Nine other journalists at the newspaper are also under investigation by the government, some of them because they wrote about Mr. Zamora’s case, which prosecutors have said constitutes obstruction of justice.
Some journalists at elPeriodico have fled Guatemala, fearing legal repercussions because of their work.
“The feeling came that everything was falling, everything was leading us to disappear,” said Mr. Aceituno, in an interview on Sunday in his Guatemala City home, which was filled with books and movie posters. “We went from being a promising news organization to an uncomfortable one that struggled everyday.”
The shuttering of elPeriodico “is a horrible sign for independent journalism in Guatemala and in Central America,” said Eduardo Suárez, head of editorial at the Reuters Institute for the Study of Journalism in England. “What we are seeing in Guatemala is the latest example of how press freedom is eroding in the region.”
In Nicaragua, another Central American nation where democratic institutions have come under assault, most of the staff of La Prensa, a newspaper that has published articles challenging the increasingly repressive government, has left the country.
“Our experience shows that these strongmen learn from each other,” Mr. Suárez said. “They use the same laws and techniques to put journalists under pressure.”
From its very start, elPeriodico was not shy about taking on the government.
Its first cover story, on Nov. 6, 1996, reported that the government at the time was pushing a law that would benefit a high-ranking military officer. Mr. Aceituno remembers an enthusiastic audience and a team buoyed by the sense of embarking on a collective adventure.

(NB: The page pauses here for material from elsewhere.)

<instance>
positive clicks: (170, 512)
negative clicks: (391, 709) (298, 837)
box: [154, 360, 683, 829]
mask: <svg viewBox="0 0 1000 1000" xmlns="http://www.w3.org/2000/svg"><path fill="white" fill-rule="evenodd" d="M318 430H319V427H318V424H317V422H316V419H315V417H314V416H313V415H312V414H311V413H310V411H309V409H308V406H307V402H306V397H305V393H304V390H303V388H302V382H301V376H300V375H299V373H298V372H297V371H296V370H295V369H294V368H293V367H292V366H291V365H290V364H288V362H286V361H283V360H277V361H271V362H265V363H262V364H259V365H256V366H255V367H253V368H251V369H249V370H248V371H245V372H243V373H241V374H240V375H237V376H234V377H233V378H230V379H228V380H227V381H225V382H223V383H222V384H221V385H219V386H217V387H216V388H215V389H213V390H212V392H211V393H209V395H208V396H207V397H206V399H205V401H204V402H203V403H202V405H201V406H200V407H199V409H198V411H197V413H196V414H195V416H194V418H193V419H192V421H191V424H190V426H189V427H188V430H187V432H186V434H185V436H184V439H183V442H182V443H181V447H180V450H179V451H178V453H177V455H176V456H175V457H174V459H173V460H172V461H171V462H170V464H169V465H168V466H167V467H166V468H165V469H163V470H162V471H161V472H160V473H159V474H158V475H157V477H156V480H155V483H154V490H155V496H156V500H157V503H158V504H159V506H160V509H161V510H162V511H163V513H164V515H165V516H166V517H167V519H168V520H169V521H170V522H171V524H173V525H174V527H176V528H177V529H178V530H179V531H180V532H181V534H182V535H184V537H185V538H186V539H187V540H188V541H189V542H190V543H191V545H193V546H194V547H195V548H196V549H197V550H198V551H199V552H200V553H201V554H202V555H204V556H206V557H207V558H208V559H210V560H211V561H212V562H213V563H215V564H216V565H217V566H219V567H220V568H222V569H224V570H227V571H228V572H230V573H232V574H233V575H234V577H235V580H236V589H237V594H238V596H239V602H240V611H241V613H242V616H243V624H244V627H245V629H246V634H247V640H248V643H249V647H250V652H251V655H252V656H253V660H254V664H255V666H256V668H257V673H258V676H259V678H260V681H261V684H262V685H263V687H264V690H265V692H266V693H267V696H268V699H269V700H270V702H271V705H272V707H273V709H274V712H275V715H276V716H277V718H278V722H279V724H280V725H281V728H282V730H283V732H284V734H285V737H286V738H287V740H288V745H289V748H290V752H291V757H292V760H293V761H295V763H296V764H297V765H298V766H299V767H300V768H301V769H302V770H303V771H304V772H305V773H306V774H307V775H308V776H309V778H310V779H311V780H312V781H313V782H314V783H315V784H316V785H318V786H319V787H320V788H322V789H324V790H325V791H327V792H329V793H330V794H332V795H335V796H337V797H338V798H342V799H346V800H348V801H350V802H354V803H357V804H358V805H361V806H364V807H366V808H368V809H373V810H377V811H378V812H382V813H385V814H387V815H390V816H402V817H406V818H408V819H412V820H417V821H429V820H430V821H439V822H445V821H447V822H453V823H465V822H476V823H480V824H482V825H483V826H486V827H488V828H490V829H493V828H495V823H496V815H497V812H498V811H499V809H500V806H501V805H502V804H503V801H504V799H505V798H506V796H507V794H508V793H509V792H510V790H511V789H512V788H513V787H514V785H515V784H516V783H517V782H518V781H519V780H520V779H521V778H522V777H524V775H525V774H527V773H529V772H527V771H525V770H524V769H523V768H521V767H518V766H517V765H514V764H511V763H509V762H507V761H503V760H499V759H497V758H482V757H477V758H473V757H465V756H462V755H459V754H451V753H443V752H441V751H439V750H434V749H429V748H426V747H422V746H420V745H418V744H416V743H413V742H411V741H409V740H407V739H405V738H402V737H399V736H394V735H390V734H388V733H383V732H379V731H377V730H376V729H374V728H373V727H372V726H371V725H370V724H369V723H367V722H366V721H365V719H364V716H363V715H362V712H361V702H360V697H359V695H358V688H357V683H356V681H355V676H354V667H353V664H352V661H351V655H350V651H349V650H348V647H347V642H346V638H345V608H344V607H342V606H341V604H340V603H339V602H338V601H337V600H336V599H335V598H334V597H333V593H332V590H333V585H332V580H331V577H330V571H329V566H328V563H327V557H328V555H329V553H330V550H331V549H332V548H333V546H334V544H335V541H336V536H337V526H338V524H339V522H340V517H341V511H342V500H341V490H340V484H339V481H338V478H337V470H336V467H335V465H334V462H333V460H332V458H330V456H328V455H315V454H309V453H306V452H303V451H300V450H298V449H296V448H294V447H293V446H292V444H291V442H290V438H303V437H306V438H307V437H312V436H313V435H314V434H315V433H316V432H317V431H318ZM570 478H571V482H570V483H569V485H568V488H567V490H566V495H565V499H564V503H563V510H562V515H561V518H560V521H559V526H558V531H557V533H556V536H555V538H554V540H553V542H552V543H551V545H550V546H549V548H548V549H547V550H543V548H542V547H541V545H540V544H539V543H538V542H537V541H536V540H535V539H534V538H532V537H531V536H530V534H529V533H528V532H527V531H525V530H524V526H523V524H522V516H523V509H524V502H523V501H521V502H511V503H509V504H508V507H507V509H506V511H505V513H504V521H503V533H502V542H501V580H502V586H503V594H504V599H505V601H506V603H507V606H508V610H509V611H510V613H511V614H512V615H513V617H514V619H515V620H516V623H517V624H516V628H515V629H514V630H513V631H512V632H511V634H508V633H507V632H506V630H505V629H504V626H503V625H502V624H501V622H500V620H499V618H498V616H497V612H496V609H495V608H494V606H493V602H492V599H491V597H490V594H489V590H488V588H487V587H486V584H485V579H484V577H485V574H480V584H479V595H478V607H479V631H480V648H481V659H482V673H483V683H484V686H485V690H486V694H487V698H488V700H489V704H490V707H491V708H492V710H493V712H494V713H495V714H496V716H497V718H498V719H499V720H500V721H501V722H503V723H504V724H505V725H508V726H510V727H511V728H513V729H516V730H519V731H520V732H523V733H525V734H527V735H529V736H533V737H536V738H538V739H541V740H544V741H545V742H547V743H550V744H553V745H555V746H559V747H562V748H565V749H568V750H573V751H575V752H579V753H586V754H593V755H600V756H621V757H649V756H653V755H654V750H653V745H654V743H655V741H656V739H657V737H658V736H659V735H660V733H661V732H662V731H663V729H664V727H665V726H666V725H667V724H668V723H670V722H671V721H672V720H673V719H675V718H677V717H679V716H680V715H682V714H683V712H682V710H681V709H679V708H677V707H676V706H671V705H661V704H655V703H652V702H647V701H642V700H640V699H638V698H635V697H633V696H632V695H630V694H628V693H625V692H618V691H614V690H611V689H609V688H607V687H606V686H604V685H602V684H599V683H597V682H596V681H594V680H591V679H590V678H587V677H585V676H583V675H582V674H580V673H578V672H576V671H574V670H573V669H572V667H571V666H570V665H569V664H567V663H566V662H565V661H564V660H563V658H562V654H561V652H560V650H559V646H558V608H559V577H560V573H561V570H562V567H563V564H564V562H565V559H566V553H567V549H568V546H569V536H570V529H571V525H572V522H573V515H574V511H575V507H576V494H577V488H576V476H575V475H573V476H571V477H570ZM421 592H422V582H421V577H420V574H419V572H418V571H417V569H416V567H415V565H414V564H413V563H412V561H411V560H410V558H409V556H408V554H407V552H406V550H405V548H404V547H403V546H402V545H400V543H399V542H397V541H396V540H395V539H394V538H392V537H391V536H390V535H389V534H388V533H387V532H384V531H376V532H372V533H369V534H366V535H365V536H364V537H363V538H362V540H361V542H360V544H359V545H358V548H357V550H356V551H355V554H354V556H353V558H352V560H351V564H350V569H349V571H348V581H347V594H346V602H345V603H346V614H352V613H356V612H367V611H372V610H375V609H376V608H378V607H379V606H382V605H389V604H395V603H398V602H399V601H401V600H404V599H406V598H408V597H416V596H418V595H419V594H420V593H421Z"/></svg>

“There was great excitement in going to the newsroom,” said Mr. Aceituno, who oversaw the paper’s cultural coverage and its Sunday edition. “We were together, and there was also a context of people defending freedom of expression.”
As part of Guatemala’s road back to democracy, an international panel of investigators, starting in 2013 and backed by the United Nations, exposed widespread graft that targeted the country’s elite, leading to charges against former presidents and ministers, legislators, judges and business owners.
For elPeriodico and other independent media, it was a moment of optimism that did not last.
The progress in battling corruption in Guatemala has seen a setback in recent years and independent judges and prosecutors have become targets of recent governments. Since 2018, 35 judges, anti-corruption prosecutors and their lawyers have gone into exile.
ElPeriodico’s investigations into abuses of power and graft under various administrations have regularly put it in the government’s cross hairs.
Over the past 10 years it has been the subject of many tax audits by the revenue service. Mr. Zamora, an internationally acclaimed journalist who won an International Press Freedom Award from the Committee to Protect Journalists, has been sued scores of times by the government, including a dozen ongoing claims filed by a former president and vice president.
Now the country is barreling toward presidential elections in June amid concerns that opposition candidates will not have a fair chance to run, according to international organizations.
And there will be at least one news media outlet fewer around to cover the race.
The front page of elPeriodico’s last Sunday edition was a report on nepotism in one of the largest hospitals in Guatemala, where key posts were assigned to relatives of the director. On Monday, its last day, the newspaper’s website led with an investigation about the country’s electoral authority buying equipment from a company owned by a congressman.
“What disappears is the idea that freedom of expression is the basis of democracy,” Mr. Aceituno said. “We’d like to be a metaphor for what is happening in Guatemala.”